Sunday, June 14, 2009

Clearing the health care nonsense

Washington is wrestling with health care costs yet again. The politicians have failed to get a consensus on how to cut or even hold down the shocking increases in costs we’ve seen with each successive administration for at least the last 20 years.

The best way to solve any problem is to look for and fix the simplest elements first. Not only do you gain momentum, but you also remove clutter and reduce the complexity of the problem.

One simple thing to fix in health care is multilevel pricing that forces people to pay higher prices for the same coverage as an individual than as an employee.

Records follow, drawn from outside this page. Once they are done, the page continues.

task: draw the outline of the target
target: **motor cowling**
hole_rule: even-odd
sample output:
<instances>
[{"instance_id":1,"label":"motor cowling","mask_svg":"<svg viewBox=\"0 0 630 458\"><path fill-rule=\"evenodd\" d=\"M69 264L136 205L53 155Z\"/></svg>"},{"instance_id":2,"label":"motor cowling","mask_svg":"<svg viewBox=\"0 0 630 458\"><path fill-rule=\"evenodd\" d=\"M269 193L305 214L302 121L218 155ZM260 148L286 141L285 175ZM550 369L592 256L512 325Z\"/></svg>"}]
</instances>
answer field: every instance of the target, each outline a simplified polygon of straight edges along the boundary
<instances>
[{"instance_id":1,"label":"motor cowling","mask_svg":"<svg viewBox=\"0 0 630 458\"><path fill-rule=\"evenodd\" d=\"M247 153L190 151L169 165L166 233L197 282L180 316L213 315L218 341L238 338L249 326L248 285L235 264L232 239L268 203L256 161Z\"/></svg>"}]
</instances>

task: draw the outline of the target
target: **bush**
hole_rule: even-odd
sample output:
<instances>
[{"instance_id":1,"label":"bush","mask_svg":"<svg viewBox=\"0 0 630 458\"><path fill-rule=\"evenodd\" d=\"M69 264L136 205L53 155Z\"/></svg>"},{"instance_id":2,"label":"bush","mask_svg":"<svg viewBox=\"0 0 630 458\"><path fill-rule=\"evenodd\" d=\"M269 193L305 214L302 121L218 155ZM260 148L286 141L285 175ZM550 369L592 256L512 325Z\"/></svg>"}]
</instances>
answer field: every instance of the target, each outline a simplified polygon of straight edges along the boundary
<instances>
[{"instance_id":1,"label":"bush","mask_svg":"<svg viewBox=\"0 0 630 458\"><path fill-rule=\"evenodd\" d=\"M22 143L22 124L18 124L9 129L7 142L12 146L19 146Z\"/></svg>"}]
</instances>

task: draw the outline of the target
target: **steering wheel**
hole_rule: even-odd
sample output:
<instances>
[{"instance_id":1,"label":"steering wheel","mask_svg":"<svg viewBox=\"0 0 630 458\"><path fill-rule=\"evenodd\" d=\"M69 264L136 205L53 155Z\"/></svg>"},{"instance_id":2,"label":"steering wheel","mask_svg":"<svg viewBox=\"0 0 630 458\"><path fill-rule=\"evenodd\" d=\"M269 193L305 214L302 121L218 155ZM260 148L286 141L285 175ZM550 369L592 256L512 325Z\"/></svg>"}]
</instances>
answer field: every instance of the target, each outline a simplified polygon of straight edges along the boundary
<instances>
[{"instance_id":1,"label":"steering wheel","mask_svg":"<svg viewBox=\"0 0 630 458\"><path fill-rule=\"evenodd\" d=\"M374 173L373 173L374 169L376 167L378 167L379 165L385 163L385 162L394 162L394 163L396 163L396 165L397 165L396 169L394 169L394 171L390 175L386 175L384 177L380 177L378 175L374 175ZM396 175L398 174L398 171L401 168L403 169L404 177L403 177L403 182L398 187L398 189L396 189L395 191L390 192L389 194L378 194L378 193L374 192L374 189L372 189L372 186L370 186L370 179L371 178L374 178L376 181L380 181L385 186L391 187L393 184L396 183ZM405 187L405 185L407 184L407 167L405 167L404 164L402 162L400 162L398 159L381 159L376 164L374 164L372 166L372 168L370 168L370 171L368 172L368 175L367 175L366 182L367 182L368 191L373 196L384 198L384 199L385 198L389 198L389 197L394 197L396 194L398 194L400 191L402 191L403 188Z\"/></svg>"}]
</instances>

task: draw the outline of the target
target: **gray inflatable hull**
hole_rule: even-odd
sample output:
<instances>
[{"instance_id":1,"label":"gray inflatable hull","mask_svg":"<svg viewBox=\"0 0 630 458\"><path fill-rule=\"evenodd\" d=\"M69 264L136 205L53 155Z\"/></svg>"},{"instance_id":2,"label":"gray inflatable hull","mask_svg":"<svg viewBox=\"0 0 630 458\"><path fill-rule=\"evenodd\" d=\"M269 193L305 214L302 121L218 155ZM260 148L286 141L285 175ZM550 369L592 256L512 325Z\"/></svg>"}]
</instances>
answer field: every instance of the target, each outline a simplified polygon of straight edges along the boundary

The insurance company costs are exactly the same for an individual buying an independent policy as for that same person when insured as a worker for small three-person office or in a large national company.

The idea that the insurance company can spread the costs for that individual over a larger pool of insured is true only if you can forget that the number of people in the pool is an arbitrary fiction of the insurance companies’ accounting department.

Remember that the insurance company decided to put you into their internal accounting group labeled XYZ Company and not one labeled Joe Smith.

The second question is why, when I start a new job, the insurance company can accept my preexisting conditions but either cannot accept me as an insured because of those conditions as an individual or have to charge me a much higher rate?

Again the cost difference is an accounting fiction caused by which internal accounting group the insurance company assigns me to.

Nationalized health care would put ALL insured in a single pool with the same rules and prices spreading the cost across a large enough group to even out. Of course the private insurance companies could do the same thing right now and make a lot more money by insuring a lot more people.